The discussion turned to the subject of humor, and not taking yourself too seriously. The notoriously affable ex-president stressed the importance of maintaining a sense of humor as president because "our nation needs to laugh." Humor, said Bush, was a critical component of the job.
"I think it is very important for society and individuals to, either collectively or individually, laugh because laughter is such a part of a light spirit," he said. "It's hard to be optimistic if you aren't able to smile."
Bush cited his late father George H.W. Bush's embrace of SNL impersonator Dana Carvey as an inspiration behind his capacity for self-deprecation. "One of the jobs of a president is to create an optimistic vision for the country, and I don't see how you can be optimistic if you're worried that someone is making fun of you," he said.
The greatest living ex-president, who is also known for his extraordinary dancing prowess, discussed his efforts to bring joy to others in uncomfortable situations, for example, at a cervical cancer screening event in Zambia. "Amidst all the deprivation and poverty, there was a joy," he said. "I got caught up in the joyful spirit and they started singing and clapping and a couple of us started dancing, and it was really fun."
Bush went on to laud the success of the President's Emergency Plan for AIDS Relief (PEPFAR), which he described as "your taxpayer money going to save lives on the continent of Africa." Thanks to the generosity of American taxpayers, he said, "millions now live that would have died."
Humor and joy are two of the things that help Bush maintain a healthy optimism in the age of the doom-mongering 24-hour news cycle. "We have been through some very difficult periods in the past," he said. "This one, for some people, seems like the most difficult. It's not. Our democracy has got institutional safeguards that enable the state to sail on … The soul of America is good and generous."
Asked what he wished more people would ask him about during interviews, Bush turned to the subject of painting, an artistic medium that he has effectively mastered. The secret to his success, Bush confided, was keeping his arsenal of colors to a minimum. He recalled how one of his painting instructors enlightened him with a simple piece of advice.
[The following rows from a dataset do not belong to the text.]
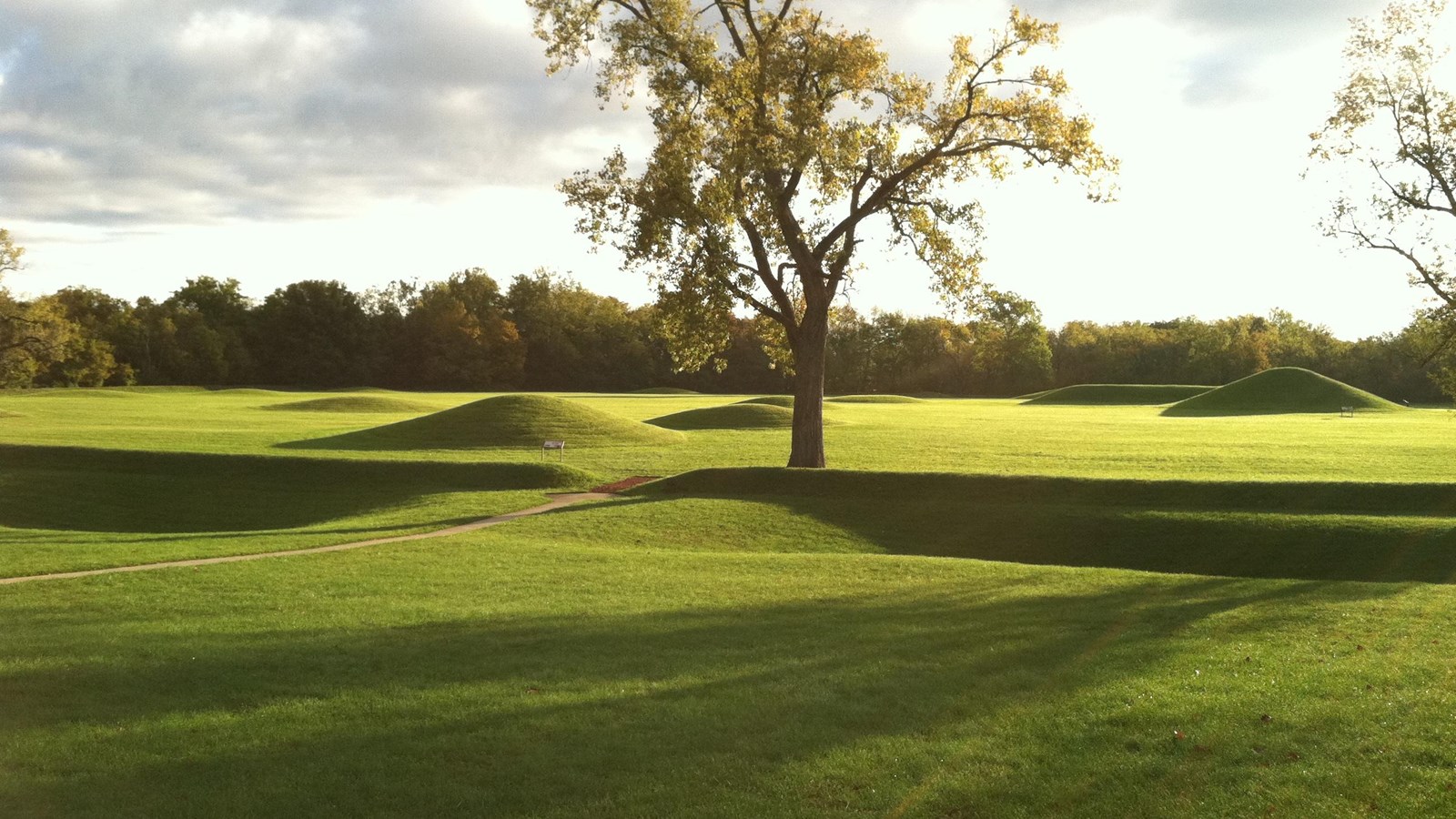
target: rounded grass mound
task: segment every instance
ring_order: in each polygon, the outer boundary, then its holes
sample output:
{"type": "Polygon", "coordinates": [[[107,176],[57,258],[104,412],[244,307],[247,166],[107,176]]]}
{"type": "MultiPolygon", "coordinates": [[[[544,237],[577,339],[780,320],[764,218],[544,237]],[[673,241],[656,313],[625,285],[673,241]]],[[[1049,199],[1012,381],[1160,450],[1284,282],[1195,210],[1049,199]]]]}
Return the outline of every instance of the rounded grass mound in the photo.
{"type": "Polygon", "coordinates": [[[381,395],[338,395],[333,398],[313,398],[309,401],[290,401],[287,404],[269,404],[264,410],[282,410],[287,412],[430,412],[437,410],[431,404],[402,401],[381,395]]]}
{"type": "Polygon", "coordinates": [[[1028,396],[1022,404],[1080,407],[1142,407],[1174,404],[1213,391],[1211,386],[1171,383],[1079,383],[1028,396]]]}
{"type": "Polygon", "coordinates": [[[395,424],[301,442],[325,449],[491,449],[539,447],[565,440],[566,447],[661,444],[677,433],[603,412],[549,395],[498,395],[395,424]]]}
{"type": "Polygon", "coordinates": [[[923,404],[923,398],[910,398],[909,395],[836,395],[834,398],[826,398],[824,401],[833,401],[834,404],[923,404]]]}
{"type": "Polygon", "coordinates": [[[1163,410],[1163,415],[1280,415],[1401,410],[1398,404],[1348,383],[1302,369],[1274,367],[1163,410]]]}
{"type": "Polygon", "coordinates": [[[761,398],[748,398],[740,401],[738,404],[763,404],[764,407],[783,407],[785,410],[794,410],[792,395],[764,395],[761,398]]]}
{"type": "MultiPolygon", "coordinates": [[[[826,420],[826,424],[830,421],[826,420]]],[[[652,418],[648,424],[668,430],[786,430],[794,426],[794,410],[772,404],[728,404],[703,407],[652,418]]]]}

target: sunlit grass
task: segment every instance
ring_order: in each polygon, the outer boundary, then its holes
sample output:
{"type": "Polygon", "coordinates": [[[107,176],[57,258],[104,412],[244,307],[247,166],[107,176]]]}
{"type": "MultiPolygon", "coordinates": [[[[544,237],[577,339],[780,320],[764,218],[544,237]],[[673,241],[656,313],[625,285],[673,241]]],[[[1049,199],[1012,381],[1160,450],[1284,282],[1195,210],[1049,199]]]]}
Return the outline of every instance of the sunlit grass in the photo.
{"type": "MultiPolygon", "coordinates": [[[[574,513],[550,516],[568,519],[574,513]]],[[[550,517],[0,595],[67,816],[1437,816],[1440,586],[641,551],[550,517]]],[[[731,539],[731,535],[729,535],[731,539]]]]}
{"type": "Polygon", "coordinates": [[[690,472],[0,587],[0,815],[1456,812],[1450,412],[827,405],[859,472],[786,430],[298,447],[479,398],[0,395],[0,576],[690,472]]]}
"He came into my studio one day and said, What do you want to learn? I said color. He said well get rid of all the paints you bought. I had bought every color there was," Bush explained. "I've learned to mix every color possible. And it's changed my painting and it's changed my appreciation of the use of color in my paintings."
Aspiring fantastic painters should take note. These days, Bush is only using reds, blues, yellows and whites in his paint mix. Unlike former President Obama, who has been dabbling in film production since leaving the White House, Bush continues to prove that real American greatness can only be accomplished by working with one's hands.